Beveridge: We looked at patients who had behavioral health issues. If you've got a behavioral health issue and you've got diabetes, your costs are four times higher if you've got diabetes by itself.
We're focused right now on social isolation as probably the greatest determinant of increased costs. We worked with the Robert Wood Johnson Foundation and asked what percentage of people are food-insecure? We guessed in one area in Florida that it was 25%. The number was 50%. Now, let's think this one through. If I'm your surgeon and you have the hip surgery done and I do the surgery—I'm a great surgeon and do everything perfectly—send you home, and you don't have food at home and you're socially isolated, what's the chance of you being readmitted? Astronomically high.
So in that case, we actually ship food to certain patient populations. You can say, well, that's a socially nice thing to do. No, it's actually the medically right thing to do. If we want to just think about it from a cost standpoint, we should be addressing those (issues). If you want to do it from a social standpoint, even better.
MH: On the issue of high drug costs, are there opportunities for collaboration among sectors of the industry to ensure that patients have greater access to medications?

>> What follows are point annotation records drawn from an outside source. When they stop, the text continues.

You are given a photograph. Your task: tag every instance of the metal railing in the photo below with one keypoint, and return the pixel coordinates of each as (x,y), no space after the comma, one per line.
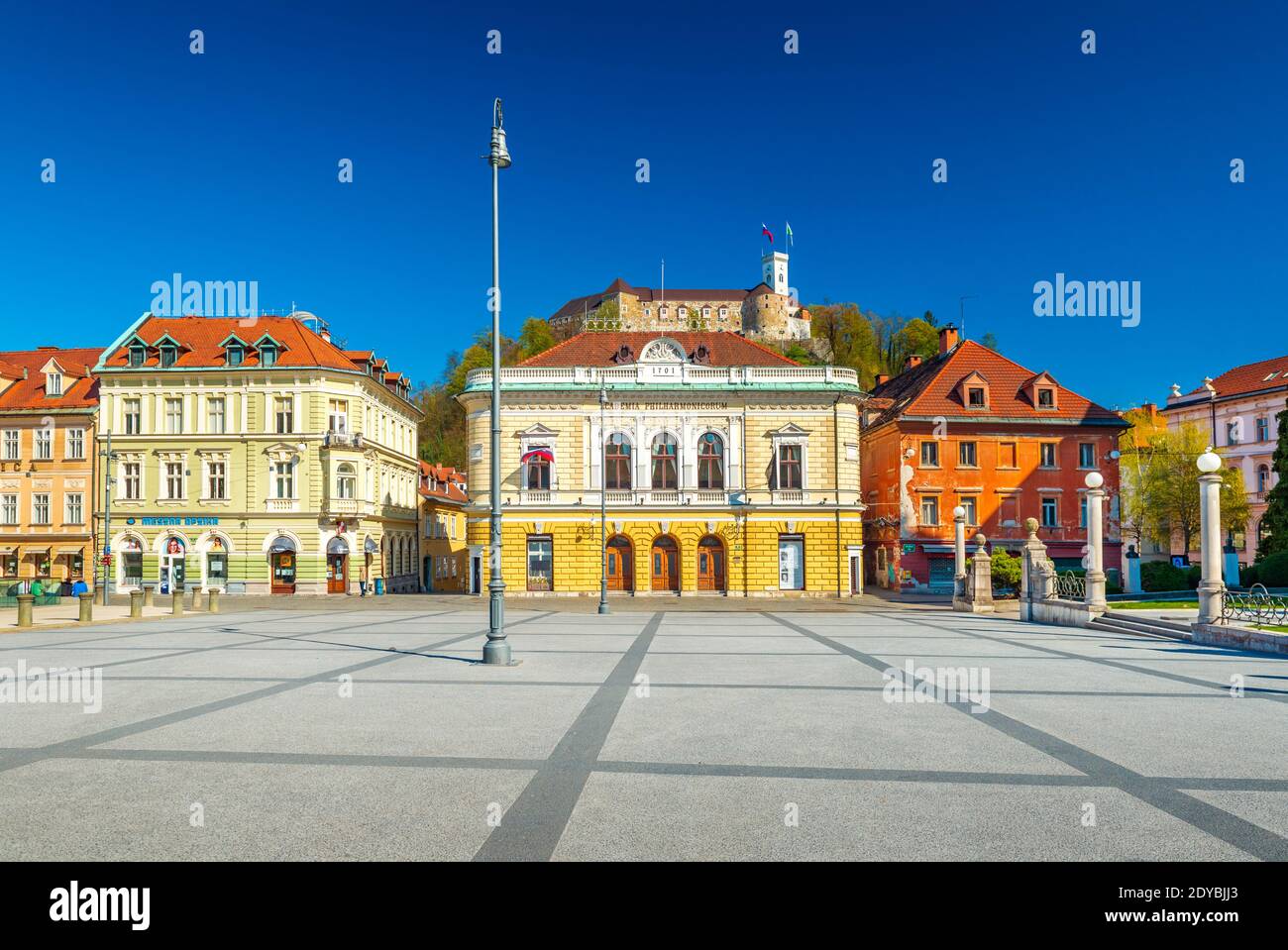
(1256,606)
(1069,585)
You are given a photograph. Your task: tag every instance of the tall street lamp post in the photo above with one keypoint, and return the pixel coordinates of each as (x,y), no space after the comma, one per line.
(603,502)
(497,648)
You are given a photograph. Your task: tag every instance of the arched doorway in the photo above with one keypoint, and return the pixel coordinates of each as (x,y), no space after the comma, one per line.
(282,559)
(711,564)
(665,564)
(621,564)
(338,566)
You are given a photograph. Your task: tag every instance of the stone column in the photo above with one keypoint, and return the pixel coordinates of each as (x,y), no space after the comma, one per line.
(25,602)
(979,583)
(1095,596)
(1211,588)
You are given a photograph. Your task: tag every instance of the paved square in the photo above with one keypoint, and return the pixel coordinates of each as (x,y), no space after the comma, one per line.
(666,731)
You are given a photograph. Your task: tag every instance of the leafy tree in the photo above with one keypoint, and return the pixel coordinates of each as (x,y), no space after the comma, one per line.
(1173,490)
(1274,523)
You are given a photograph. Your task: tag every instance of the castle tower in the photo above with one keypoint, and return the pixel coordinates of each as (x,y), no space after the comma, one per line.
(773,267)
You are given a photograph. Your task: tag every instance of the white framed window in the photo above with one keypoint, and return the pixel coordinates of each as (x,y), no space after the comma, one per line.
(174,416)
(283,479)
(217,479)
(283,411)
(217,415)
(133,415)
(132,480)
(172,480)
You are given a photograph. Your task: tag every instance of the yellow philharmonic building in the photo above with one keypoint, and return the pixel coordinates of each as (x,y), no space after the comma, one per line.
(725,470)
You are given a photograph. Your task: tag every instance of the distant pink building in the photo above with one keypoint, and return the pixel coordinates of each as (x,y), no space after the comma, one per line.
(1237,409)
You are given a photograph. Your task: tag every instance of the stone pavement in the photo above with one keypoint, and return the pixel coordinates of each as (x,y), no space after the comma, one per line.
(346,733)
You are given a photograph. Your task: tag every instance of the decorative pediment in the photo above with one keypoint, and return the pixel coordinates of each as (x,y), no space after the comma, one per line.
(662,351)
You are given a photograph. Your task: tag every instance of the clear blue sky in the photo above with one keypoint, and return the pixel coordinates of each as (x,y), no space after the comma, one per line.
(223,166)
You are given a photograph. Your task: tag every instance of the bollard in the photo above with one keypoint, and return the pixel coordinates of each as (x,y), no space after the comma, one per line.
(25,601)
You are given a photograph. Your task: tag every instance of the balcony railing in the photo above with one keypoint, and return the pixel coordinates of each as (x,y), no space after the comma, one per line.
(343,439)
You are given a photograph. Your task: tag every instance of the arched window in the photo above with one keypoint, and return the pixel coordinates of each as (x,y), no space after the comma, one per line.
(617,463)
(709,461)
(665,473)
(346,481)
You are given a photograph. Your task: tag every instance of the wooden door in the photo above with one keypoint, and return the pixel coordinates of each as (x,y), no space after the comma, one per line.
(336,573)
(621,570)
(711,566)
(665,566)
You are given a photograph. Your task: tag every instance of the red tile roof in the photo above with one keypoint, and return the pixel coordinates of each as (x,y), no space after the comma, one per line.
(449,482)
(597,348)
(78,392)
(928,390)
(1250,377)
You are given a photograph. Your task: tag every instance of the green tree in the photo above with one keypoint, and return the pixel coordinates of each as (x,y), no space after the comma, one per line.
(1274,523)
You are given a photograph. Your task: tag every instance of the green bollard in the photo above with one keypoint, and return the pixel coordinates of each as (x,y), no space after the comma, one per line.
(25,601)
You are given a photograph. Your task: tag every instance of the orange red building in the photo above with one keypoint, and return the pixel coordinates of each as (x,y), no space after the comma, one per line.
(970,428)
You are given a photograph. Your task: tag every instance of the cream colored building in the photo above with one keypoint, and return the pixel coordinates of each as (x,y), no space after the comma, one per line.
(254,456)
(726,470)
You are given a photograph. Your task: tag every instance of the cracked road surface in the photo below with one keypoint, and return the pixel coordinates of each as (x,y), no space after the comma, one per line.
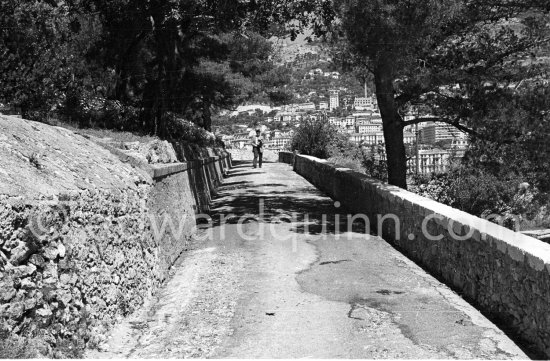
(281,283)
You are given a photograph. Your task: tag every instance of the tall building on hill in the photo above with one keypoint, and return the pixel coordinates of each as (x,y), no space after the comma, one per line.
(334,99)
(437,132)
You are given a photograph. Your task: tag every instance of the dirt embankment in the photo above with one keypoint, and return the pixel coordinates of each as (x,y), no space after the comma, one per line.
(77,248)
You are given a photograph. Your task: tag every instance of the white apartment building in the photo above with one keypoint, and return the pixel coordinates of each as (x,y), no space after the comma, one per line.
(334,102)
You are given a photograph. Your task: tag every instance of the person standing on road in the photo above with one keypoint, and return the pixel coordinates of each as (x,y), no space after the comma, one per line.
(257,148)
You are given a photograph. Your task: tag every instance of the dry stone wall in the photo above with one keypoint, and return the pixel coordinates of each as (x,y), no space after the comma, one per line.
(80,231)
(505,273)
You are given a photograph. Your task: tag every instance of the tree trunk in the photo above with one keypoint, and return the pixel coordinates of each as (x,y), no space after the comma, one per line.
(392,123)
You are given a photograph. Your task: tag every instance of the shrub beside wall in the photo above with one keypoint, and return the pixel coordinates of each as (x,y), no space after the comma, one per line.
(78,246)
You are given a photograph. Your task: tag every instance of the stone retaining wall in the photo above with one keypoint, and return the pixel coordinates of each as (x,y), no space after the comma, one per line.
(81,241)
(504,273)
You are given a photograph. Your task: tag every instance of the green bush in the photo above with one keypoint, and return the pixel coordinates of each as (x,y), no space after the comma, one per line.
(481,193)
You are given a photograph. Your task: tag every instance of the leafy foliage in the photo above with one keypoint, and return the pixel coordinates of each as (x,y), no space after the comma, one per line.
(316,137)
(443,54)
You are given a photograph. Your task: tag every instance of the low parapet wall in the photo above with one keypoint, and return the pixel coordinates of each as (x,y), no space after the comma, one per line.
(505,273)
(87,232)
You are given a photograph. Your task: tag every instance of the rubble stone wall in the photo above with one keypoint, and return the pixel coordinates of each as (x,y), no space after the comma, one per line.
(81,232)
(505,274)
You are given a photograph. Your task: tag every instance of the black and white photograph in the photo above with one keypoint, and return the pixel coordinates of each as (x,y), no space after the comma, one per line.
(275,179)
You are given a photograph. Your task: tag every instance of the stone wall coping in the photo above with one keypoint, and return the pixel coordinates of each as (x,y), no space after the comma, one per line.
(164,170)
(518,246)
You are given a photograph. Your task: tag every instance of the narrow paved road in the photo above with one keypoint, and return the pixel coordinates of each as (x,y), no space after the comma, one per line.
(275,285)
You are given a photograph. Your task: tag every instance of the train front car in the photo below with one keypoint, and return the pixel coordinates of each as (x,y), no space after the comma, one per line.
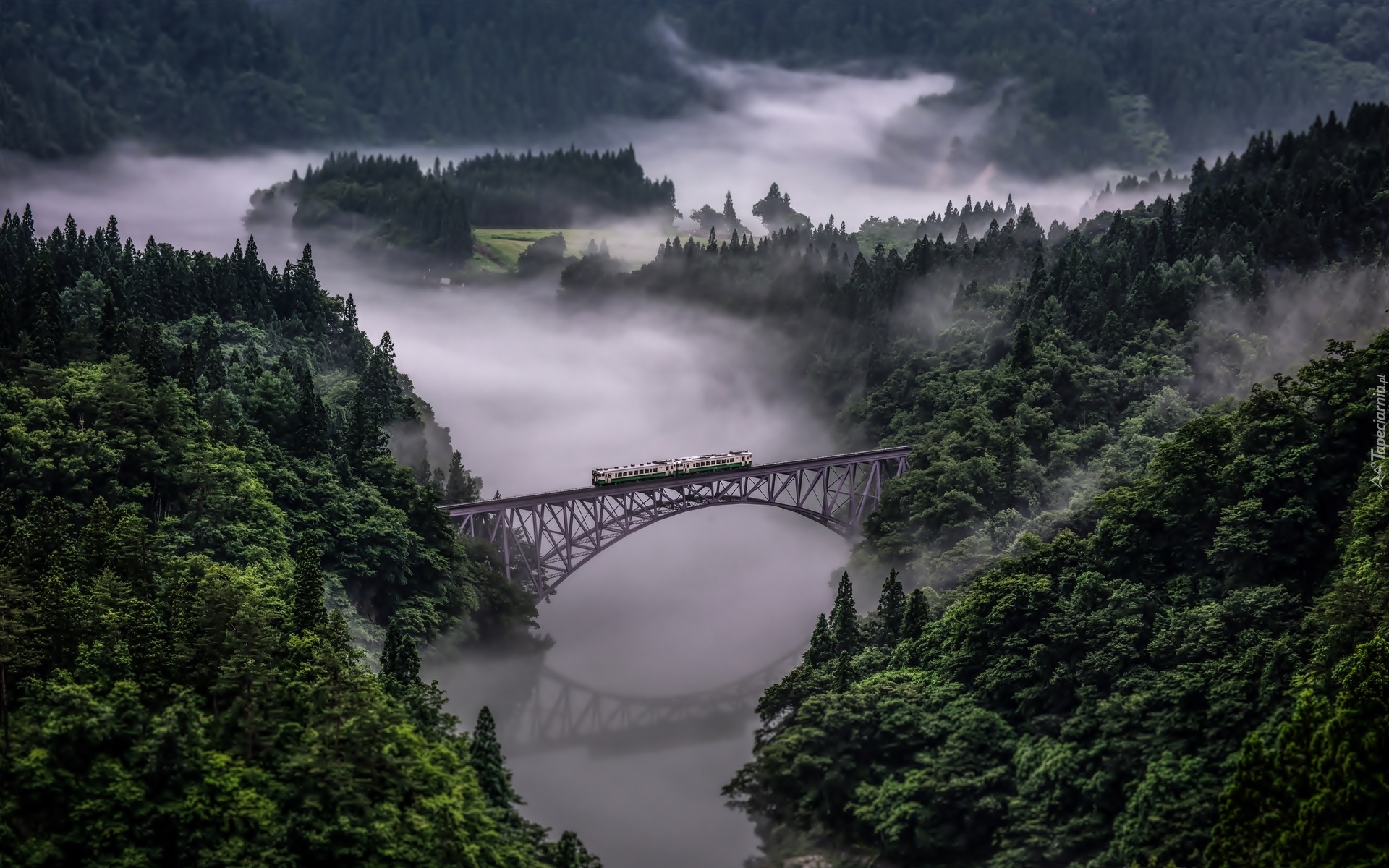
(631,472)
(673,467)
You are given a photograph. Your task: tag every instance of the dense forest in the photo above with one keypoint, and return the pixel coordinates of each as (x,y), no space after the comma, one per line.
(216,493)
(1149,620)
(392,203)
(1067,84)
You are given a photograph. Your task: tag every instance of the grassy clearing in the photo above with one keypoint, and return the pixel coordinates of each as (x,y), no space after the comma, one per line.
(496,250)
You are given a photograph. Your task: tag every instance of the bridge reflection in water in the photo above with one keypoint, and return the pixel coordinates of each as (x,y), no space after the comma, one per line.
(563,712)
(545,538)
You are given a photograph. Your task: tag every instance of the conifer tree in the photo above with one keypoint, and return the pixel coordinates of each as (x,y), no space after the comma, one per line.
(152,353)
(48,326)
(1024,353)
(188,370)
(570,853)
(462,486)
(914,620)
(399,659)
(844,618)
(844,671)
(365,439)
(307,610)
(821,643)
(486,760)
(210,354)
(892,606)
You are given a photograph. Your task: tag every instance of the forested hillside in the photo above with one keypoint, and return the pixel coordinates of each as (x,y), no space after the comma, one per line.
(195,460)
(1178,569)
(1071,84)
(389,202)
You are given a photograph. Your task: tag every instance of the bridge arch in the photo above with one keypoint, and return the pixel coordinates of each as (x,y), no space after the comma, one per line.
(545,538)
(560,712)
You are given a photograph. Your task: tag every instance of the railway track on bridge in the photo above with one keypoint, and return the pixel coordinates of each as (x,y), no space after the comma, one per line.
(545,538)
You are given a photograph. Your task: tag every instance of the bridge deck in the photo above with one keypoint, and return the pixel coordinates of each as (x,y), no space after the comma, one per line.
(459,510)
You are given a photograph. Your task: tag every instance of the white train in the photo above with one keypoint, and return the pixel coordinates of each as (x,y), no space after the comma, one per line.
(673,467)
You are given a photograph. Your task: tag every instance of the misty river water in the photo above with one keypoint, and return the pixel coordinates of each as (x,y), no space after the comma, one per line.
(537,395)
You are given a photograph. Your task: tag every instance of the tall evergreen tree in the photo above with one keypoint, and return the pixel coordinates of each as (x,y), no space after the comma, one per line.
(844,618)
(570,853)
(46,327)
(150,356)
(462,486)
(914,620)
(307,610)
(892,606)
(188,368)
(485,757)
(399,658)
(821,643)
(365,439)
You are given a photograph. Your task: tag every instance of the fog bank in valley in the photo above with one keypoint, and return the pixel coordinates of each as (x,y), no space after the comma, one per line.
(537,395)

Beveridge: Yeah. We're blessed in being in a country where we've got pharmaceutical companies that have invested tremendous amounts of money in coming out with things that, when I was training for oncology, I never thought I'd see.
The payer world needs to spend more time with the manufacturing world to figure out where these incredibly, wonderfully great drugs should be used, because sometimes expensive drugs don't work in certain people or are not as great as people want them to be.
So we're very, very comfortable using those drug breakthroughs and living in a society where there's a lot of innovation, which is great. Make sure you use the right thing at the right time at the right price point, too.
MH: How have you seen partnerships evolve around population health efforts?
Beveridge: Three years ago, we started something called Bold Goal. We've now done it in 17 cities, but in San Antonio, we work with the local grocery store. We work with a local YMCA. We work with the local government. We work with (more than 100) not-for-profit groups. We work with the big university groups, because we basically said, "Unless we come together as a community to improve the health of the community, we can't succeed."
There's not one entity here who can do it themselves, and if you think you can, you've got more hubris than you should.
So we came in and said we will fund this collaboration, this discussion amongst everyone, and we can get you the actual data, but we have actually improved the net health of the community as a whole significantly in the last three years. Now, I don't think that's happened anywhere else before. So we are using a Centers for Disease Control and Prevention measure called Healthy Days and we've been able to demonstrate an improvement in the population health by doing this collaboration. It's not Humana.
It's not the food bank. . . . HGB is the big grocery store down there. They actually have diabetic classes. They've got nutrition classes for the population. So we're a participant, but we're a community participant with everyone else, and that's how it has to happen.
MH: How has that move toward a greater focus on population health management changed your company's business model?
Beveridge: It makes us realize that our singular strategy is improving the health of these populations that we work with through all the things I've just talked about, and it's a good business model.
If we improve the health, if we financially do better, and the patients do better, our members do better, the community does better, I think that's a wonderful alignment of resources, and it really allows us as a company to get up in the morning and go, "Hey, I'm here. Everyone is here improving the health of the people that we work with."
That's a great way of getting up in the morning and that's a great business model from my standpoint. I'll do that all day long.